Our current findings add to increasing list of plant-based materials that have an acaricidal and an anti-ovipositional activity against various tick populations that may serve to supplement or reinstate existing chemical methods for tick control (Abbas et al., 2014; Ghosh et al., 2011, 2013; Ravindran et al., 2012; Shyma et al., 2014). Further, studies must also take in hand for identification of active ingredients present in these plant extracts, particularly methanol extract that caused mortality of tick and decrease in egg production and inhibition of hatching of the eggs significantly. Results from the current study may provide useful information to help future studies in elucidating the modes of action of n-Hexadecanoic acid, 9-octadecenoic acid, methylester, Cis-13-octadecenoic acid against the R. (B) microplus (Costa-Júnior et al., 2016). Although, our study was not anticipated to determine the mode of action of extracts of the selected plant or their foremost chemical constituents.
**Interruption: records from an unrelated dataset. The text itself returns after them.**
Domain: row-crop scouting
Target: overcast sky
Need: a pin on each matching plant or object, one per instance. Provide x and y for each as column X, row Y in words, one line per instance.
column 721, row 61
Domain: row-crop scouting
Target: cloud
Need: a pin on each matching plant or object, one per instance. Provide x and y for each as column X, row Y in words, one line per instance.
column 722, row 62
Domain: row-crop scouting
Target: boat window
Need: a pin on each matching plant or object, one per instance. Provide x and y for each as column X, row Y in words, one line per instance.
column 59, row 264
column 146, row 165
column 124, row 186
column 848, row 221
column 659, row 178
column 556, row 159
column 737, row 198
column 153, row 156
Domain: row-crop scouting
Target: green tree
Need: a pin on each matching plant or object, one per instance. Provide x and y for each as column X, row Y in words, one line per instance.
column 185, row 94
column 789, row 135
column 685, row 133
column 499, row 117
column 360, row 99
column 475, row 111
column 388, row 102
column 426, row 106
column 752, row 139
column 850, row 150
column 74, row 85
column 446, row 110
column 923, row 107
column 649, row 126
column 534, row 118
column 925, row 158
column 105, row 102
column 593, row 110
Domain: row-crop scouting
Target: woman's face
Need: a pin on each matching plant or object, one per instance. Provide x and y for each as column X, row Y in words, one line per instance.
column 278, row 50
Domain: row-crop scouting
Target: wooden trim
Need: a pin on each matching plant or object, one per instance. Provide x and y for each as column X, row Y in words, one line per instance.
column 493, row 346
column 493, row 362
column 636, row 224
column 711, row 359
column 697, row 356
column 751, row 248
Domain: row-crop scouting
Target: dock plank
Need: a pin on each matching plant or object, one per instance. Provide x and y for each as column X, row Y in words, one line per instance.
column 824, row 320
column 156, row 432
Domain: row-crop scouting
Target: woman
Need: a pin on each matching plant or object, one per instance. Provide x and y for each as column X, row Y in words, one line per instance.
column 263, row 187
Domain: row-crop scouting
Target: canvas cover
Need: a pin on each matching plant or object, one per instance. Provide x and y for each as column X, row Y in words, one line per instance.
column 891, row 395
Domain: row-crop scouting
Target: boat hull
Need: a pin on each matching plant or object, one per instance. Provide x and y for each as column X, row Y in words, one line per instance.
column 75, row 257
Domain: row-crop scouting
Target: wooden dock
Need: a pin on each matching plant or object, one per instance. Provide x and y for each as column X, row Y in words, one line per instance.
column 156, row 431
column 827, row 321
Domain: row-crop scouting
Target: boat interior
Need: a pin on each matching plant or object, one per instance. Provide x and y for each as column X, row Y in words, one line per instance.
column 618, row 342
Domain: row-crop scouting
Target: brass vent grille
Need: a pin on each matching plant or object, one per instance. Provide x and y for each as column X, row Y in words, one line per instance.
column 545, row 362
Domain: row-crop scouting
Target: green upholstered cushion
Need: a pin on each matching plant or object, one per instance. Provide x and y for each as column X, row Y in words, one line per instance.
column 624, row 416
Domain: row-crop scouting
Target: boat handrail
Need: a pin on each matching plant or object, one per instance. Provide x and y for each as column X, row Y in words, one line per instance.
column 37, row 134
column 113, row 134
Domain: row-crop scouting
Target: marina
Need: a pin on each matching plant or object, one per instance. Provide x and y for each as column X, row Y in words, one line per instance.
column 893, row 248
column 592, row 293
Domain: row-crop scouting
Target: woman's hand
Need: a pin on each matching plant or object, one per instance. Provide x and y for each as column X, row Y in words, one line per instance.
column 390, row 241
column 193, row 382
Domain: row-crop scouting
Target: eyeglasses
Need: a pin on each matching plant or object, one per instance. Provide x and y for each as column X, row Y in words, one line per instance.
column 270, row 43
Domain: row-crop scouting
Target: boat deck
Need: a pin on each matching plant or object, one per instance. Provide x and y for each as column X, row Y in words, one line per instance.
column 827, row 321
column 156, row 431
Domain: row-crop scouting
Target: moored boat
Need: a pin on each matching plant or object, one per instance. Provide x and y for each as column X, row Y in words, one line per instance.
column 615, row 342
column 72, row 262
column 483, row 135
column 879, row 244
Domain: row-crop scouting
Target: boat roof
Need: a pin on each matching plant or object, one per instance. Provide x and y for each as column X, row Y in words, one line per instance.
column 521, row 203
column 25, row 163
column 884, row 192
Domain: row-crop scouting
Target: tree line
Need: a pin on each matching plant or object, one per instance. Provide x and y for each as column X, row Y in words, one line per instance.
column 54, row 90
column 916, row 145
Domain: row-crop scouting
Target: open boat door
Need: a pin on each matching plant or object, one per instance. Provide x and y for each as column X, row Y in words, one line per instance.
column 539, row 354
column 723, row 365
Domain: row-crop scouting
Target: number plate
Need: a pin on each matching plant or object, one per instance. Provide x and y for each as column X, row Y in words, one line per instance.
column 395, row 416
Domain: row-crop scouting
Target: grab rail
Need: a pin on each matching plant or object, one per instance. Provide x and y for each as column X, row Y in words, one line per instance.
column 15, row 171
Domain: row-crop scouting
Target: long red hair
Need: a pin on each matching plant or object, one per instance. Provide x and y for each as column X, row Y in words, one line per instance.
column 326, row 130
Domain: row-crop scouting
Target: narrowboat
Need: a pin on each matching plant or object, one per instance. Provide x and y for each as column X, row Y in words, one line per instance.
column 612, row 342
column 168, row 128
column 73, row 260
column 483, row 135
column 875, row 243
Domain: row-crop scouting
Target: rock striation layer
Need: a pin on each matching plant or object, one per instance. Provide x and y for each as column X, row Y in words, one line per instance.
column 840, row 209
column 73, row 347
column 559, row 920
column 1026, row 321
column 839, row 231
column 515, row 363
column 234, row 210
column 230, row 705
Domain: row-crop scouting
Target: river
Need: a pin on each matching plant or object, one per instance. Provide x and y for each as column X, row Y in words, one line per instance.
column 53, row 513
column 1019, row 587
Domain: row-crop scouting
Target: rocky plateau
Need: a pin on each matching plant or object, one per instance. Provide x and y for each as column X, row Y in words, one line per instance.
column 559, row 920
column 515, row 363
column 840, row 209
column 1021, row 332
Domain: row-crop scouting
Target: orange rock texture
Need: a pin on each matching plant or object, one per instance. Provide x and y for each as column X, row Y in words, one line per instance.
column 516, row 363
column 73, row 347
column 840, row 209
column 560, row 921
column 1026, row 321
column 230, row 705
Further, in-vivo study of these extracts should be undertaken to assess the effect of the selected plant on animal’s health. Different combinations of these extracts could also be studied to develop the antagonistic and synergistic effect of different active ingredients of the selected plant.

Conclusion

The present study concluded that the extracts of C. frutescens affected the reproductive ability of adult females of R. microplus. This is required for a realistic assessment of the opportunity to develop botanical treatment containing extracts of C. frutescens, and their components of emergent sustainable tactic for integrated tick management.